It is unclear how the weighting of functions and the non-weighting of possibly hundreds or thousands of terminals is dealt with. There is a short note on this on the Help File that suggests that there is some rationalization of the difference between the numbers of functions with weights and the numbers of terminals (variables). For example, when selecting terminals for the tails of a gene, are all terminals weighted equally? If not, how are they weighted since there is no domain knowledge that would assist in doing this other than give equal weight to all? Also, when choosing in the head (functions or terminals) if we had only 4 functions and 100 terminals then clearly the terminals would be selected much too often. Do the weightings get adjusted so that the functions and terminals get approximately the same overall weight or is there some other rule of thumb used? It is important to understand this especially when trying to understand the impact of changing function weights.
First of all, terminals are not weighted in GeneXproTools, that is, they are all weighted equally, no matter whether they are being chosen for the heads or the tails. So the only way of weighting certain variables would be either by duplicating them in the datasets or creating UDFs returning a certain terminal.

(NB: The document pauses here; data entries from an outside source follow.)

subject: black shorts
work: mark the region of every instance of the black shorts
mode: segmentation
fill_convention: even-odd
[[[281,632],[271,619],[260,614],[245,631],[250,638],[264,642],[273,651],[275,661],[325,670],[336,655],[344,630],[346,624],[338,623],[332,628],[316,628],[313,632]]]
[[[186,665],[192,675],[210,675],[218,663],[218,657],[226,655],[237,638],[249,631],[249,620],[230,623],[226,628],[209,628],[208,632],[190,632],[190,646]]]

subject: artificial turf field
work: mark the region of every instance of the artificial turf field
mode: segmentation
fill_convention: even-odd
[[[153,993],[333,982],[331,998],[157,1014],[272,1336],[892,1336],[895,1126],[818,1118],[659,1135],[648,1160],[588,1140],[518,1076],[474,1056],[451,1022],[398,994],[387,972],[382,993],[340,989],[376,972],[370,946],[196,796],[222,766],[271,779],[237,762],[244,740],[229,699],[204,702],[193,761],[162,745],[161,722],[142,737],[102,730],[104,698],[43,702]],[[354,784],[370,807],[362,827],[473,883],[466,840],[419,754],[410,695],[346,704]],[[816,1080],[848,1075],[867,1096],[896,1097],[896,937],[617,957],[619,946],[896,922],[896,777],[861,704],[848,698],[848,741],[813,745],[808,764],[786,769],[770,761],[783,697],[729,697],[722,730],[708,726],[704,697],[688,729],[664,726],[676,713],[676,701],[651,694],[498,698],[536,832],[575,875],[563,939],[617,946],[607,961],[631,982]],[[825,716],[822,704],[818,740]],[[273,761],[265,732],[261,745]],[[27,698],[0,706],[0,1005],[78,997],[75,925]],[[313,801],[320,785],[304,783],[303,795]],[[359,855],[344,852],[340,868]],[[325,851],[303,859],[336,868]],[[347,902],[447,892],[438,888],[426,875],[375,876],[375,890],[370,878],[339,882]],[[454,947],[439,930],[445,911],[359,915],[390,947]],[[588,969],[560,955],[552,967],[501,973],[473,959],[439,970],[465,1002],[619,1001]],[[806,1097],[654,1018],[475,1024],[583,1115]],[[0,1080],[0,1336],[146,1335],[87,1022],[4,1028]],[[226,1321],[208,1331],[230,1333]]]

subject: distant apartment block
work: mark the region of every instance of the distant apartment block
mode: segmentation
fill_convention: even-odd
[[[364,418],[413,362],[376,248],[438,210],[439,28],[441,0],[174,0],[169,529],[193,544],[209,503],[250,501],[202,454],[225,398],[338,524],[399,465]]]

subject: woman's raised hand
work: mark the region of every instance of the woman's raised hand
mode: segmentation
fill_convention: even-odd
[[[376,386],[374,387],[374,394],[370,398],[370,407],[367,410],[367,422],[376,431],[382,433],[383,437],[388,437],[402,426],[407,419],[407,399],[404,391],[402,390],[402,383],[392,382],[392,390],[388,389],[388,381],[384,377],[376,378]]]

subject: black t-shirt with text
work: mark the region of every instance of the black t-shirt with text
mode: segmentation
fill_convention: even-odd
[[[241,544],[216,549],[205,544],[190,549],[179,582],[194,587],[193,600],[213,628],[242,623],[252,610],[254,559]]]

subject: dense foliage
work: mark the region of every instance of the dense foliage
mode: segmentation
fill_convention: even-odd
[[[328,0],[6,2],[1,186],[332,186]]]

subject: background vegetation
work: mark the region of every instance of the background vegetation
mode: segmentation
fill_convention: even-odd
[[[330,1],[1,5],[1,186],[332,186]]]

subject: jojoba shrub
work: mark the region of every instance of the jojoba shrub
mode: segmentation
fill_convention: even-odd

In the heads, however, terminals are chosen together with functions and, given that in version 4.0 there are no limits concerning the number of variables, it became essential to automatically balance the function set. This is documented in the Online Knowledge Base and was optimized to produce an efficient evolution. The rule of thumb is very simple: when the number of functions in the function set is smaller than the number of terminals, for each position in the heads, the probability of it being a function is 1/2. When functions outnumber terminals though, all elements (functions and terminals) are equally weighted. These rules are operational both during the creation of the initial population and during mutation. Also important is that when you are using random numerical constants, the rule of thumb for choosing the terminal “?” (the special terminal that represents the random numerical constants) both for the heads and tails is 1 out of 3 terminals.